Rob: So maybe if you had been doing more of the conversion thinking with the food blog you could have gotten more of them to buy. I’m kind of joking around a little bit, but…
Chanti: Well, it’s true. At the time like I didn’t really understand the power of email marketing. I had grown this email list of thousands of people and I had no idea like what to even do with it, so it wasn’t until later that it kind of clicked, and I was like, okay, I learnt that lesson the hard way, but I’m going to do it again some day.
Kira: Right, so some day is now, right? You were in-house, now you are no longer in-house, so what did that transition look like where all of a sudden like you’re back in the freelance world, and you need to get clients fast what did that look like for you and how did you get those clients and stay afloat?

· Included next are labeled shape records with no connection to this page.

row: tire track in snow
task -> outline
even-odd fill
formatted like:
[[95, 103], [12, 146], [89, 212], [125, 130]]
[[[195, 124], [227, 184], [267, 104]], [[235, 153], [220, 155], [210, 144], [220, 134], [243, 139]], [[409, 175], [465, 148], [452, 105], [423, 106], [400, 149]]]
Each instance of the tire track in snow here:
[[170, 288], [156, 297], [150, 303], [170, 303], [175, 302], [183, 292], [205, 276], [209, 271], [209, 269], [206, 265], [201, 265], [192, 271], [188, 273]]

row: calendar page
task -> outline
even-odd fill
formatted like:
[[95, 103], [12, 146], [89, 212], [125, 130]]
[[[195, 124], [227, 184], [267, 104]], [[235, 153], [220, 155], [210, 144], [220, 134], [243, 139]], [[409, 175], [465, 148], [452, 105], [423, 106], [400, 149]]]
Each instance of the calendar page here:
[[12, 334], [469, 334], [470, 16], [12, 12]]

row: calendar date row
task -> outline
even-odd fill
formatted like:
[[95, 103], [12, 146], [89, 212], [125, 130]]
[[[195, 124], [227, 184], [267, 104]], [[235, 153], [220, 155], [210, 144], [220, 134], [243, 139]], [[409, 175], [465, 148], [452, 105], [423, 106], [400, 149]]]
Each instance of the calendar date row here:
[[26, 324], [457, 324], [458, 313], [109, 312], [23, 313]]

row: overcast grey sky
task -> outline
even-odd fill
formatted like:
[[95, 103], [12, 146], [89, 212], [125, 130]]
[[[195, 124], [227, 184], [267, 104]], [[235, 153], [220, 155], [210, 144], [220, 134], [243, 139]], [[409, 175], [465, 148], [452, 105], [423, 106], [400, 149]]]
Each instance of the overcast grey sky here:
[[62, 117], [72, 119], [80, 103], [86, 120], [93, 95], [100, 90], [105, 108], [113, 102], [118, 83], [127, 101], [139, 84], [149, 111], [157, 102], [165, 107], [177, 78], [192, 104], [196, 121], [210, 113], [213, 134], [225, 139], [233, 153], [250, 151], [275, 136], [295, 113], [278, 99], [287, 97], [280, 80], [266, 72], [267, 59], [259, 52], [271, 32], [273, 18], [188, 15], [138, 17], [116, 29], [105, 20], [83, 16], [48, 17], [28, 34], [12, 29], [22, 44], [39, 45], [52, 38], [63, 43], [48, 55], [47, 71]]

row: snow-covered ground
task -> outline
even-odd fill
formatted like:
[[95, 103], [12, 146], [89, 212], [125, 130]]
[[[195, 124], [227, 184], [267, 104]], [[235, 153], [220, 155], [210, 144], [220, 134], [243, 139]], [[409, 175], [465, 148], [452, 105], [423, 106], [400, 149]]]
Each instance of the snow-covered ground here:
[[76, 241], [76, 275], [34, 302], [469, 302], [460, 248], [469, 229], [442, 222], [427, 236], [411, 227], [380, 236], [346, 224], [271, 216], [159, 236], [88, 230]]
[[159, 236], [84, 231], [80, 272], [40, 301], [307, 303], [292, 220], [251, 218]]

Chanti: It was really intense. I knew that I wanted to leave the company. I was feeling really burnt out. At that point like I knew that I could make more money on my own, so I basically had this like exit plan, and my exit plan got totally messed up because I ended up getting laid off like way before I was planning on leaving, so I was totally terrified. I was the sole provider for my little family, and suddenly I had to start from scratch, so the first thing I did was get support and I joined The Accelerator with you guys, which really was the main reason that I didn’t totally drown like you guys helped me so much, and I just hustled hard for three months.
I focused in on the areas that I knew I could get results and stand out in the marketplace, so quizzes for me was the one thing that I’d done a lot of in my in-house job, and I knew that I could get results for people with quizzes, so I rebranded my entire website and my messaging.